Case managers, hospitalists and clinicians all play a role in ensuring services are delivered in the most cost-effective manner and location. It is especially important to understand physician practice variation— what are the factors contributing to longer stays, readmissions and sub-optimal quality outcomes? “Oftentimes, we see 20 percent of physicians contribute to the majority of clinical variation and waste, whereas another 20 percent exhibit "best practices" in care efficiency,” comments Whetsell.

To counter this, Barbara Bryan, Managing Director at Prism, says hospitals must redesign care processes based on leading medical evidence and informed care maps, and deploy team-based care to reduce unnecessary clinical services and costs. Constant review and improvement of key performance metrics are critical, and accurate and timely feedback to physicians on performance will sustain behavioral change.

Finally, Bonnie Barndt-Maglio, RN, PhD, Managing Director with Prism, notes it's crucial for hospital leaders to expand what they think of when they hear "clinical performance." The focus of care is widening to include avoiding unnecessary hospitalizations, preventing readmissions and orchestrating post-acute care, to name a few.
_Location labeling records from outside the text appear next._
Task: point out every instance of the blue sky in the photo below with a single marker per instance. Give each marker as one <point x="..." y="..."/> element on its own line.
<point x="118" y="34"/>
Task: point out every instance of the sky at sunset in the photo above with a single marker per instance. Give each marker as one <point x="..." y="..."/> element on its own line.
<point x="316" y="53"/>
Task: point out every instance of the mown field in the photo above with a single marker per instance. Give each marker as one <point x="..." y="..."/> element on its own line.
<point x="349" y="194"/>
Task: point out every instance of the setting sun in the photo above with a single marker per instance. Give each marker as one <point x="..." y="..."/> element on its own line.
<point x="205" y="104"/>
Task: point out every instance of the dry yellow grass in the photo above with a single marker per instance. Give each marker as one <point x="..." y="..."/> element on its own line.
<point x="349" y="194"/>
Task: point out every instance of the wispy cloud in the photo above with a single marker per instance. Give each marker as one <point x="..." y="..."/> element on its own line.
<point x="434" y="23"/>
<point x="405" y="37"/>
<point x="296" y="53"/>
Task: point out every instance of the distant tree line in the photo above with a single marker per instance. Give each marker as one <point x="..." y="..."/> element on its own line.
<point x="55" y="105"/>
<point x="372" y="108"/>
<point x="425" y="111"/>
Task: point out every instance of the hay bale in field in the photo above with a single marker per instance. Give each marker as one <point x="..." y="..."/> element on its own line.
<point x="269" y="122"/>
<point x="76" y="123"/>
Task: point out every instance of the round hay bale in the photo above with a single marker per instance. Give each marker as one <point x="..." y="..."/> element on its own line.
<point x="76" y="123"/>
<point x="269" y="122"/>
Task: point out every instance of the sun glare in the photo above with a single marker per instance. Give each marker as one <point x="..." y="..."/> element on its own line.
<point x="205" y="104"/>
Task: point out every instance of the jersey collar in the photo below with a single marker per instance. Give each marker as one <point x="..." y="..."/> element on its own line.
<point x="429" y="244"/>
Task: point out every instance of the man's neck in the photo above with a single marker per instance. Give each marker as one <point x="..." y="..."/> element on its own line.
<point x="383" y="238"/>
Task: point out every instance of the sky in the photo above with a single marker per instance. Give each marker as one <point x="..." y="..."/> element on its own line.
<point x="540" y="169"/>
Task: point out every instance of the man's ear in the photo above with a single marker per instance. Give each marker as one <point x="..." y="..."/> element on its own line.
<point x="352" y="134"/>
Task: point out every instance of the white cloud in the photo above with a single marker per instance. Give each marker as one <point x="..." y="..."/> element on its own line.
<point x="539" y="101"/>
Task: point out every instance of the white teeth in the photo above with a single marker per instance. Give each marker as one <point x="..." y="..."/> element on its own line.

This challenges hospitals to think outside the (literal) hospital box to better partner with community resources.

Physician engagement and clinical integration

Physician engagement and clinical integration should remain priorities for hospital and health system CEOs, advises Douglas Monroe, MD, a physician with Prism. Pay-for-performance and value-based care models — public and private — require unprecedented physician engagement, collaboration between clinicians and management teams and a laser-focus on improvement. Additionally, new public reporting such as CMS' overall star ratings make a hospital's performance more transparent to patients and payers than ever before. Managing to achieve the best patient outcomes and monitoring them with metrics that are publicly reported and used to determine reimbursement (e.g. MACRA) will require physician leadership and engagement.

According to Dr. Monroe, at high-performing hospitals, engaged medical staff are leading the quality, operational and productivity improvements, and actively working to reduce unnecessary utilization. Staying competitive means implementing the approach, processes and structures that align with emerging payment models, and decreasing costs while improving the delivery and quality of care to the patient.